Our new publication, Towards Health Equity in Connecticut: The Role of Social Inequality and the Impact of COVID-19, also serves as a resource in this work, using data to highlight social determinants of health that drive health disparities in Connecticut.
About the Project
Visualizing and Powering Healthy Lives is a $2 million grant initiative that supports 10 projects across the US, leveraging United States Small-Area Life Expectancy Estimates Project (USALEEP) data to explore how communities can address health disparities and ensure everyone has a fair and just opportunity for a long life.
As part of this initiative, DataHaven, in collaboration with Purple States as well as local partners throughout Connecticut, are using the USALEEP dataset to develop organizing, communications, and advocacy tools. The team is integrating community organizing with data analysis and resident-driven storytelling to advocate for investment in strategies that community knowledge and data suggest will reduce health inequities.
The project's goal is to produce distilled, graphically clear, action-oriented data analysis informed by community processes, as well as multiple short-form documentary videos that integrate personal stories to bring implications of small-area health data to life. This project gives residents a chance to further document and showcase the health inequities they experience by sharing their stories through video storytelling. By combining USALEEP data on life expectancy with administrative data, surveys, and residents' insights and stories, communities can identify and convey local variations in health-related factors and empower multisector interventions. This project's analysis will demonstrate to data-holders at the state and local levels the value of small-area data like USALEEP for local empowerment and strategic interventions—and how releasing additional datasets at the neighborhood level could greatly enhance the power of analyses.

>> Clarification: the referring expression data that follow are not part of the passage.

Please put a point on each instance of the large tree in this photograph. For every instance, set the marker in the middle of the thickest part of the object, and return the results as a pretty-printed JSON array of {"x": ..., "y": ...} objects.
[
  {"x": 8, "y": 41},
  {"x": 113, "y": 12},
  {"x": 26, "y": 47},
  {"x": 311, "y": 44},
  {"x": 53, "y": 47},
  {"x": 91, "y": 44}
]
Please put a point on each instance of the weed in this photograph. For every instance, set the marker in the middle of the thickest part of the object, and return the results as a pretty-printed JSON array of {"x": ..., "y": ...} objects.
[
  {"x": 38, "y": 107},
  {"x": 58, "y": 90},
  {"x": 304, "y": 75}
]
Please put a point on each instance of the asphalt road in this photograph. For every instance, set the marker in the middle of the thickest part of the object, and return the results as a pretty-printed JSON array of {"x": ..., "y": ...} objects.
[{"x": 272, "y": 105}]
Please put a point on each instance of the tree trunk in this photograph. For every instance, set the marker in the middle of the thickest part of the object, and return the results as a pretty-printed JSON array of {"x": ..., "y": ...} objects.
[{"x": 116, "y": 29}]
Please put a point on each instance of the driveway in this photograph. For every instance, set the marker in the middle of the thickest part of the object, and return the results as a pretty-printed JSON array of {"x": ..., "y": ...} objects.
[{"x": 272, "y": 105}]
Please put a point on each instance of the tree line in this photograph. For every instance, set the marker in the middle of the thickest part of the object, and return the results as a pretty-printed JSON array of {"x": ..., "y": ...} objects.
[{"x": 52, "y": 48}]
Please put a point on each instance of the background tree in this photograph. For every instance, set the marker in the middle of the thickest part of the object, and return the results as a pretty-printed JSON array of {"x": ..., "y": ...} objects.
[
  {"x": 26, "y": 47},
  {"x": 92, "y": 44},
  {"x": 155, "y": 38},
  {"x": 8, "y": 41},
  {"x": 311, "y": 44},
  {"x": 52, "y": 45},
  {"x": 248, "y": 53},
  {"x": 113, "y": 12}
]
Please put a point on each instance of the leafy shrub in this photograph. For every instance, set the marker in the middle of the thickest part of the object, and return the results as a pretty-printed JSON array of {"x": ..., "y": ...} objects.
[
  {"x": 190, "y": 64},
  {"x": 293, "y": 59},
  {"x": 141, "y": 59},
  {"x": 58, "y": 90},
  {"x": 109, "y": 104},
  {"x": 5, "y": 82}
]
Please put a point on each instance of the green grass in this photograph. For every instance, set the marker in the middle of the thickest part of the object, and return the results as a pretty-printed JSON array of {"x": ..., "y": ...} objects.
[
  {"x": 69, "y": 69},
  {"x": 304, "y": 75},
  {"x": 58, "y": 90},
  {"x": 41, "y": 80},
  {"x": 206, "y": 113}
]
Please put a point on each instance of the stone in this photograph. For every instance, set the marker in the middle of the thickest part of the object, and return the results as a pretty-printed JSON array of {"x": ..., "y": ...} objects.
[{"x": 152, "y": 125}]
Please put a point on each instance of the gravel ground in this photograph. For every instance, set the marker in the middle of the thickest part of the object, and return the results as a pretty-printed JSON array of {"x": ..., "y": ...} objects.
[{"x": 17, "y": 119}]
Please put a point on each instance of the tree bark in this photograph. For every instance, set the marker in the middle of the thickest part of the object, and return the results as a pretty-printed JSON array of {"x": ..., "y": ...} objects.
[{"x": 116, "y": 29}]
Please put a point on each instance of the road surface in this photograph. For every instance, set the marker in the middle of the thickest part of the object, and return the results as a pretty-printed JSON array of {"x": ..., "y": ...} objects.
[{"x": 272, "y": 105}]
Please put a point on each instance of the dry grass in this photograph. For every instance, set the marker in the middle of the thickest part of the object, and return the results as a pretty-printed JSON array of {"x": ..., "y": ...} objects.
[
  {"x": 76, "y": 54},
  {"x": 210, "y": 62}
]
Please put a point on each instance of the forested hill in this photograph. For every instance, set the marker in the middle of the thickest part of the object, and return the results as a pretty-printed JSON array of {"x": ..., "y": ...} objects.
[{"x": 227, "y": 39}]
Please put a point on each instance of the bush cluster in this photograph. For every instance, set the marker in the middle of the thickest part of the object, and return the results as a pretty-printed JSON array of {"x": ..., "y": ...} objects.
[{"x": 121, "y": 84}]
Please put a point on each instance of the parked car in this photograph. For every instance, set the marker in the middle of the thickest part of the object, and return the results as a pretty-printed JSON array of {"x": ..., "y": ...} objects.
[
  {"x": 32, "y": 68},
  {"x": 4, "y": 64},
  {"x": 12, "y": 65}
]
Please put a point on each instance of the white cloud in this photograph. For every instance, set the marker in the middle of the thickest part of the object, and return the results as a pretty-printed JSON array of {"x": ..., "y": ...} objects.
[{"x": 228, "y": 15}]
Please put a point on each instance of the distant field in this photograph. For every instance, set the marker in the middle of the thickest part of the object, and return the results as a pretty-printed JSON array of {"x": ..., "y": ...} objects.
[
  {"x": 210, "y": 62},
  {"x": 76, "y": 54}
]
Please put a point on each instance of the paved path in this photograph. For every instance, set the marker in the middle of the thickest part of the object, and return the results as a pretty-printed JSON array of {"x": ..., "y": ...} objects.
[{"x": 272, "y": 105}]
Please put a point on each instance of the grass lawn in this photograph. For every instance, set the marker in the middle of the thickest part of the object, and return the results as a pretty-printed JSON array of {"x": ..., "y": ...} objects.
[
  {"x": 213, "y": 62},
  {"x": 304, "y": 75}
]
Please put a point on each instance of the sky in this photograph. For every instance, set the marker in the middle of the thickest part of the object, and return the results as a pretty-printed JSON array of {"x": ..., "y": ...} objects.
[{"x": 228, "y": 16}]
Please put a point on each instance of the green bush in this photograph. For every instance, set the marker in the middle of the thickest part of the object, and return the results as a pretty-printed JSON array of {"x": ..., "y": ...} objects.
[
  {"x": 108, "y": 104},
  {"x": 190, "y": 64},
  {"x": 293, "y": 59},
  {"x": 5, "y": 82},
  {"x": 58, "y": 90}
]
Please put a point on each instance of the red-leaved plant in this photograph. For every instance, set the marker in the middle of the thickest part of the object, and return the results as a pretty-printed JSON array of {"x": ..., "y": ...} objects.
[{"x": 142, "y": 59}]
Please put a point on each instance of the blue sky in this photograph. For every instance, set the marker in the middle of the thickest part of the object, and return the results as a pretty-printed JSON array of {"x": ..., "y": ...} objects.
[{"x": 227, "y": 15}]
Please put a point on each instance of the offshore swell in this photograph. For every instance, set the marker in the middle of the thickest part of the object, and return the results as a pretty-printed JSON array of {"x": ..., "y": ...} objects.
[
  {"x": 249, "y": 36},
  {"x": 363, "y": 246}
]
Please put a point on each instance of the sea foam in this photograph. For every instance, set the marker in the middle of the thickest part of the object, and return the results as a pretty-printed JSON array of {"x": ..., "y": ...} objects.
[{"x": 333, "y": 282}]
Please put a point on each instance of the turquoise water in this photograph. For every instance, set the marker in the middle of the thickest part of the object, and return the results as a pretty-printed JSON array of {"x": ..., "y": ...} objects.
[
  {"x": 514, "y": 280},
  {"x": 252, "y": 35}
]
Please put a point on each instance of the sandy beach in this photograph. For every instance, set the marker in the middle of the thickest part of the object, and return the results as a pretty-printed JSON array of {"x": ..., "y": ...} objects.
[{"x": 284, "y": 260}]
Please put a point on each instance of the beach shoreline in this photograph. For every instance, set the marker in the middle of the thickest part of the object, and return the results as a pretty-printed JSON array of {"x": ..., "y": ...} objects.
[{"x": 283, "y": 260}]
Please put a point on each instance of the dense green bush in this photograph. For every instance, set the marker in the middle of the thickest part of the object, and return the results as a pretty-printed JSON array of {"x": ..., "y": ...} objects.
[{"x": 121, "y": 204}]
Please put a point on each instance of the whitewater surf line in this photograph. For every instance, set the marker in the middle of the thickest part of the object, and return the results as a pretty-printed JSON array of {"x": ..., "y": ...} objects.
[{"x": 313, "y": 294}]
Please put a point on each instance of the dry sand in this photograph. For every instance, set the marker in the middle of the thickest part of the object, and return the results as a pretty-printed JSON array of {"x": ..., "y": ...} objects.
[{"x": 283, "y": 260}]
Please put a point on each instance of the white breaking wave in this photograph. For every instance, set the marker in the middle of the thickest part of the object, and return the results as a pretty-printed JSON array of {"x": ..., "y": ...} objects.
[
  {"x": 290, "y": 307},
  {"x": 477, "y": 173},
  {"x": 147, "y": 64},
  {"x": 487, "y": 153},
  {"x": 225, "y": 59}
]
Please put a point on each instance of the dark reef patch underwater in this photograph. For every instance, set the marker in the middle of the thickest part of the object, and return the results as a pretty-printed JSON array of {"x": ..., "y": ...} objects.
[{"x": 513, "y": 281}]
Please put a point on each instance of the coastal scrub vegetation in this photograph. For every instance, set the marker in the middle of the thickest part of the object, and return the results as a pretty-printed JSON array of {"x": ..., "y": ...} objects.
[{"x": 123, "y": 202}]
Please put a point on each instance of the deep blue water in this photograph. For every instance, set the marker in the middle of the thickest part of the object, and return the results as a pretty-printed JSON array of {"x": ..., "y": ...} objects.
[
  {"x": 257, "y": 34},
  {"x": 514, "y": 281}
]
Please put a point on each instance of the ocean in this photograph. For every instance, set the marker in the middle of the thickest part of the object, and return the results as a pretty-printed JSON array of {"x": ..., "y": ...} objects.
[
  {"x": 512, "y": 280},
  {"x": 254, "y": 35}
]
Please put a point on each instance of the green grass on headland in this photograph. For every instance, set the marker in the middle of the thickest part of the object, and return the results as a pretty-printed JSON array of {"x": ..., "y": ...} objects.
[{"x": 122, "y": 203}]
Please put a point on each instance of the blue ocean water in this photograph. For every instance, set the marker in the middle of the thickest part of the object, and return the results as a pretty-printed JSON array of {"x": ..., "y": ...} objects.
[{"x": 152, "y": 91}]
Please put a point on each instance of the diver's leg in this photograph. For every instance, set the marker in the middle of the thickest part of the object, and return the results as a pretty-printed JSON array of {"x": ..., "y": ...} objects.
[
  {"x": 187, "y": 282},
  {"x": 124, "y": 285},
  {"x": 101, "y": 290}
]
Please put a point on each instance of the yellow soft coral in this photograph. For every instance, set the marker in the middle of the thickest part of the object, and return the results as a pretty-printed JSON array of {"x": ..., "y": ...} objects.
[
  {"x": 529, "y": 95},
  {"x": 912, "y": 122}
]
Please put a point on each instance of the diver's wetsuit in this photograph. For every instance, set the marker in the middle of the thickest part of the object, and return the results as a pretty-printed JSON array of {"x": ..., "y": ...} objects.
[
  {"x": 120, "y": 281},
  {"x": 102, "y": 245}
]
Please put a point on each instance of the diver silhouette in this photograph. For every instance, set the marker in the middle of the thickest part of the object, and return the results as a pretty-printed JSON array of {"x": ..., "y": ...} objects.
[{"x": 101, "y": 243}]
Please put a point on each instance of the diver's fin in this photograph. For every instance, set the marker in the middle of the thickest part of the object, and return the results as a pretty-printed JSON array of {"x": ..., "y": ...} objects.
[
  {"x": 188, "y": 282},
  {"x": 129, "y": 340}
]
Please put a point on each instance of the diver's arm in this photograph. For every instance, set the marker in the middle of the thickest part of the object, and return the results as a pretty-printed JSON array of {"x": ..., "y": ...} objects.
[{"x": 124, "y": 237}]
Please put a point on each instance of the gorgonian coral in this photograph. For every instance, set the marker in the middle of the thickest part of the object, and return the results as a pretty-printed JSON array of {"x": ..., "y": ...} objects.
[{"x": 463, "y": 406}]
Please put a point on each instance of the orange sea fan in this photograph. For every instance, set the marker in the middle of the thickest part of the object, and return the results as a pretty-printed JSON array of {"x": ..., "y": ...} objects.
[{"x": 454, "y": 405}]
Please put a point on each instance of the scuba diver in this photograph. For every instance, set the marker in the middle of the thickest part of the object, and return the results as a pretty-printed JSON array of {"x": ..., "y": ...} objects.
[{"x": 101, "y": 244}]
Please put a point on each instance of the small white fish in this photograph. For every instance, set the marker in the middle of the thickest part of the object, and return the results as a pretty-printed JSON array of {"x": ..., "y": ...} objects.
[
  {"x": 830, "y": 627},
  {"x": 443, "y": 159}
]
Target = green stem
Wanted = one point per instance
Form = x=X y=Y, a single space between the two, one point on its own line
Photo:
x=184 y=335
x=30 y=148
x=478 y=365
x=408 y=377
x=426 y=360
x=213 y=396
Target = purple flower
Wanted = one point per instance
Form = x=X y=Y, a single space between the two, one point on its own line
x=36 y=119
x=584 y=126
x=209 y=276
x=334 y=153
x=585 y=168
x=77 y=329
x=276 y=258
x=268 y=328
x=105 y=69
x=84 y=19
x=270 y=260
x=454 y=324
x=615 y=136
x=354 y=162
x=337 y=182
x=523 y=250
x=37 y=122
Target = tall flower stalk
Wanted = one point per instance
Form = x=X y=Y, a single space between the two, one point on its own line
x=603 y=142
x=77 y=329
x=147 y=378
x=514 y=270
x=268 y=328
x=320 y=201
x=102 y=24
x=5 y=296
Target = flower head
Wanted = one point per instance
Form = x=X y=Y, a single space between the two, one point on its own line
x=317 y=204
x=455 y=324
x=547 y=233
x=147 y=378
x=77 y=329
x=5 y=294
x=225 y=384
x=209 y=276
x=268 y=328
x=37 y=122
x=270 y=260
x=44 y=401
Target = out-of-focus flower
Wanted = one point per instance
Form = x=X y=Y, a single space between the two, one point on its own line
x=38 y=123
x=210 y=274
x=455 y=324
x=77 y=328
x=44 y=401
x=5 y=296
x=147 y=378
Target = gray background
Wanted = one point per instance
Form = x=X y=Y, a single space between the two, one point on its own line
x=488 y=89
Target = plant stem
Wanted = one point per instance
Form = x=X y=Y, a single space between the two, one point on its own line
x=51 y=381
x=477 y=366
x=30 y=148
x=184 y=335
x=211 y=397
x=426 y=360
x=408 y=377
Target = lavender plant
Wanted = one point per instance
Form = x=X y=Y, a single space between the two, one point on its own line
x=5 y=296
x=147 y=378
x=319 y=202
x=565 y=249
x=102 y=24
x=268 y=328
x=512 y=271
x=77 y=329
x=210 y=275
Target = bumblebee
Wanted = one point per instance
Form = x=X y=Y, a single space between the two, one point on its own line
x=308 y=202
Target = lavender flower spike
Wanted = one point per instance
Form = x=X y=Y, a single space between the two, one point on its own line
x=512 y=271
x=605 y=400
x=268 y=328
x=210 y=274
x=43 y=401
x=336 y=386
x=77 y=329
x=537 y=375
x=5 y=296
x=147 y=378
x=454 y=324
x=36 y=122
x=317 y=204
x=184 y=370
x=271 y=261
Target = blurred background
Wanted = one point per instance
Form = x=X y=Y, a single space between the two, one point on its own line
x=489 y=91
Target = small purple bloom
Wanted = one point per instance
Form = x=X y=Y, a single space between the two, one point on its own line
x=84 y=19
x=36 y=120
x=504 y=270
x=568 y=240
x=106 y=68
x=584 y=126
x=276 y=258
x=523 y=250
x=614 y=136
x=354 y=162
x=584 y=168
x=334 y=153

This project is based upon work supported by the Urban Institute through funds provided by the Robert Wood Johnson Foundation. We thank them for their support but acknowledge that the findings and conclusions presented in this project are those of the producers and participants, and do not necessarily reflect the opinions of the Urban Institute or the Robert Wood Johnson Foundation.
About USALEEP Data
A joint effort of the Robert Wood Johnson Foundation, the National Association for Public Health Statistics and Information Systems, and the National Center for Health Statistics, USALEEP data measures life expectancy at birth for nearly every neighborhood in the US, the first public-health-outcome measure available nationwide at the census-tract level. These estimates of life expectancy were created through a rigorous methodology that involved geocoding death records of US residents and using census-tract-level population estimates from the American Community Survey.